Common Surgical Procedures At Falconbridge Animal Hospital

Charlie prepares for surgeryEvery day veterinarians are faced with a variety of surgical challenges. While some surgeries are scheduled in advance, others must be done on an emergency basis to treat a sick or injured pet. The four most common procedures we perform are mass removals, dental surgery, abdominal exploratories, and treatment and repair of an abscess.

Common Surgeries

Masses can be found almost anywhere on a pet and are seen in various sizes. Removing a mass may be simple or complex. Tumors can occur with the skin, in the ocular (eye) tissue, in nasal (nose and sinus) tissue, in muscle, and within the abdomen to name a few common sites. Both the size and location of the mass being removed will determine the difficulty of the procedure. We frequently recommend a biopsy of a removed mass. A biopsy is performed by having the tissue of the mass inspected under a microscope by a pathologist to determine if the tumor is benign (not harmful) or malignant (cancerous).

It is common for pets to need dental surgery. The most frequent dental surgical procedures we perform include extractions of teeth due to abscess or fracture, and gum surgery. The most common gum surgery we perform is to remove excess gum tissue and is called excising gingival hyperplasia. We also remove oral tumors and repair fractured jaws. Just as with other tumors, we frequently recommend biopsy of oral tumors.

Due to the fact that many dogs and cats tend to ingest foreign objects such as string, toys, tennis balls, and rocks, along with numerous other things, we perform many abdominal exploratories. Some of these ingested objects end in the stomach, but many travel into the small intestine where they become lodged. This not only causes the pet discomfort, it can also result in death of the intestine followed by death of the pet if not diagnosed and the foreign object extracted. Many foreign objects can puncture the intestinal wall causing infection if not removed. The object does not necessarily have to be sharp. Because of the twists and turns of the intestines, an object as simple as a string can “saw” the intestinal wall while being moved around one of the intestines’ curves. Most pets that have surgery surgery for foreign body removal will spend a couple of days hospitalized before going home.
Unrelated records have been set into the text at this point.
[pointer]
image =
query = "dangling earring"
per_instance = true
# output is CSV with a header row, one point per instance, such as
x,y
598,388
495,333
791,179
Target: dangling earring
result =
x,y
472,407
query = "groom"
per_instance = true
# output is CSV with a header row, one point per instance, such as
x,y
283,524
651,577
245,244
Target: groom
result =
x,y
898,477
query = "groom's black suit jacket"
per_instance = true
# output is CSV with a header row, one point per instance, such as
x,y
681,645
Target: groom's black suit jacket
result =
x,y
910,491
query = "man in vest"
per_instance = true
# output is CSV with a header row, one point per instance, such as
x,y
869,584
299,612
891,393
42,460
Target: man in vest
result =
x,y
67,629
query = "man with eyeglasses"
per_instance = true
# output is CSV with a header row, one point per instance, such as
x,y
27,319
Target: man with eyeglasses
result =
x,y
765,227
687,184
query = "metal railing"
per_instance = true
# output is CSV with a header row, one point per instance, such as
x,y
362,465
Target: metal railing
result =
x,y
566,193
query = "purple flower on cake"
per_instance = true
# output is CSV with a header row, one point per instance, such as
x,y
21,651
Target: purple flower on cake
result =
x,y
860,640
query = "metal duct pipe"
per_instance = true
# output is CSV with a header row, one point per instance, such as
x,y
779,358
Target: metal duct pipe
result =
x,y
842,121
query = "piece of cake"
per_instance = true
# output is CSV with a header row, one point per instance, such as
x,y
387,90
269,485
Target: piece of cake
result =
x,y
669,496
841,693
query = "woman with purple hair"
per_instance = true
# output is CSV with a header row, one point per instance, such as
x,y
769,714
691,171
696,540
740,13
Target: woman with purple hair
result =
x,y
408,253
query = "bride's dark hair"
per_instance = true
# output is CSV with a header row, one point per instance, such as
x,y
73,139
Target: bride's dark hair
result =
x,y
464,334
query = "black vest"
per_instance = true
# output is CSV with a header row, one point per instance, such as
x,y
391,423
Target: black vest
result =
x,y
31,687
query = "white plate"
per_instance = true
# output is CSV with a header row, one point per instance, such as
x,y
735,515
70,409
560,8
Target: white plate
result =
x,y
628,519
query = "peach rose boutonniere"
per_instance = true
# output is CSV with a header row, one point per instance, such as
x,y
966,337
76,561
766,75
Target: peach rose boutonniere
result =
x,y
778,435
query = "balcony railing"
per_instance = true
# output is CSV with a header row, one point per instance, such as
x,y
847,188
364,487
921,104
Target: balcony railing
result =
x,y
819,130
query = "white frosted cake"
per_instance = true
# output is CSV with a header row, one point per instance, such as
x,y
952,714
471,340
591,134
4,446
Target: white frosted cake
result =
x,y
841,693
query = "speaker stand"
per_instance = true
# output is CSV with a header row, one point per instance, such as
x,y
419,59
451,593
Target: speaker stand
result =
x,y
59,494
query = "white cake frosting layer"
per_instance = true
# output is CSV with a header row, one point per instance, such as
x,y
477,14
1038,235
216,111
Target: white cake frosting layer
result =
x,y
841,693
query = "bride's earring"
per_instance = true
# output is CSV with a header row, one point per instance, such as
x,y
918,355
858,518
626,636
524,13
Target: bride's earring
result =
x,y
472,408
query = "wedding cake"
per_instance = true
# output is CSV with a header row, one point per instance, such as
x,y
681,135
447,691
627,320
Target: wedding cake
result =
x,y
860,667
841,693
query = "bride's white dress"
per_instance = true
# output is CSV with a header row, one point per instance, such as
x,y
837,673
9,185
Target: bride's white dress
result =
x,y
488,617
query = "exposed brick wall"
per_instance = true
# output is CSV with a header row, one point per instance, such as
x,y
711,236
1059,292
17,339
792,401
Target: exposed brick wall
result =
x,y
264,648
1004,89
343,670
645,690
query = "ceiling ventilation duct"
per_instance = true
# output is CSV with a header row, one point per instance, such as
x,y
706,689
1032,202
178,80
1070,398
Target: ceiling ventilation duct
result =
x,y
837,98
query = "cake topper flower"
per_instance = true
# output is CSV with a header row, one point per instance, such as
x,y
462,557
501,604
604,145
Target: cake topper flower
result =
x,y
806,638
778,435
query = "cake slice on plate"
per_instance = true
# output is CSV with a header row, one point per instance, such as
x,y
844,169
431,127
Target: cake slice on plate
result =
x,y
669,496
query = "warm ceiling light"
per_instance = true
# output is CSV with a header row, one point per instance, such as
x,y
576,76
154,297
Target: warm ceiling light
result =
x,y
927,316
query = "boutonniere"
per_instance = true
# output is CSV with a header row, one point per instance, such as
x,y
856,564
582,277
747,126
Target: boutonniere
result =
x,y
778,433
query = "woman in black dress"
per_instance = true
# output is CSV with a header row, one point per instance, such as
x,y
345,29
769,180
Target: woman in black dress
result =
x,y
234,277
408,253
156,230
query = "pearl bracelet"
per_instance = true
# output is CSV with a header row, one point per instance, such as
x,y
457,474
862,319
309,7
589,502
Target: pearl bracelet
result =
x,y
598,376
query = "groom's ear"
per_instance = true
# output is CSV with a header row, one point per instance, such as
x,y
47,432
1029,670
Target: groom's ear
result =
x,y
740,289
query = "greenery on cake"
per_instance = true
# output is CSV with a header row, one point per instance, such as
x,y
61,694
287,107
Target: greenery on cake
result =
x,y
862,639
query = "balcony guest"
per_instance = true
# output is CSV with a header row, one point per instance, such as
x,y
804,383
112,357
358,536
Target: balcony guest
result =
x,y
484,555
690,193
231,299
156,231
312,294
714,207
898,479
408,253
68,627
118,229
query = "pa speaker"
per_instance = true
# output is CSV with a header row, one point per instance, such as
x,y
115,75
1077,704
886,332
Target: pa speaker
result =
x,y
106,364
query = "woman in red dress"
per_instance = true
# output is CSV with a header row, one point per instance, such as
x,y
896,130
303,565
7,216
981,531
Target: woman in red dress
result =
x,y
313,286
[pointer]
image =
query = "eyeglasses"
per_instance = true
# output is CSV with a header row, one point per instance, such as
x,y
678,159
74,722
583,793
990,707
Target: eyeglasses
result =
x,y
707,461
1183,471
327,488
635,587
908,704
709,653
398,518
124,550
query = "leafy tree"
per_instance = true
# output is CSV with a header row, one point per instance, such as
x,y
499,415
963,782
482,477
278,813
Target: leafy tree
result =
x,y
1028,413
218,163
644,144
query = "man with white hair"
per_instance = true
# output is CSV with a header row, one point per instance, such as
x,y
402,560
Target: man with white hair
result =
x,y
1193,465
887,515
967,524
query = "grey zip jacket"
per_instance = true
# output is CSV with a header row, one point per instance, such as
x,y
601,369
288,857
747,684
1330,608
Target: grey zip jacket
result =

Outdoor cats who tussle with each other commonly end up with “cat fight abscesses.” Because of the type of bacteria on cats’ teeth and the type of puncture wound their teeth cause, abscesses easily form under the skin of the recipient of a bite. These wounds and abscesses may be hidden by the cat’s fur, and are not always apparent since cats will lick to try to keep the surface of the wound and their fur clean. A few days after being wounded, the abscess ruptures. Depending on the extent of the abscess, the area may be cleaned and treated, or surgery may be needed to repair the wound. When surgical repair is performed, sometimes a drain will be placed. The drain is actually flexible rubber tubing along which any puss or excretions from the wound will travel and be removed from the cat’s body. When a drain is used, it must be removed after several days.

Safety and Pain Management

The anesthetics we use are very safe.  Our doctors and technicians will always run bloodwork to make sure the pet’s liver, kidney, and other internal organs are capable of processing the anesthetics.  All of our surgery patients also have an IV catheter inserted so that they may be given fluids to maintain hydration during surgery and to provide a means for administering IV medications that may be needed.

To prepare for surgery, most pets receive an injection that makes them calm and sleepy. Then a catheter is placed and the pet is given another injection that puts them in a sleeping state. This sleep state is usually maintained through the use of anesthetic gases. Pain relievers are also used prior to, during, and after surgery in order to keep the pet comfortable. Many of the surgeries we perform are completed in the morning, and by late afternoon the pet is awake and alert enough to go home that same day. When the surgery is more extensive the pet will stay in our hospital until it is safe for the pet to go home and be cared for by the pet parent.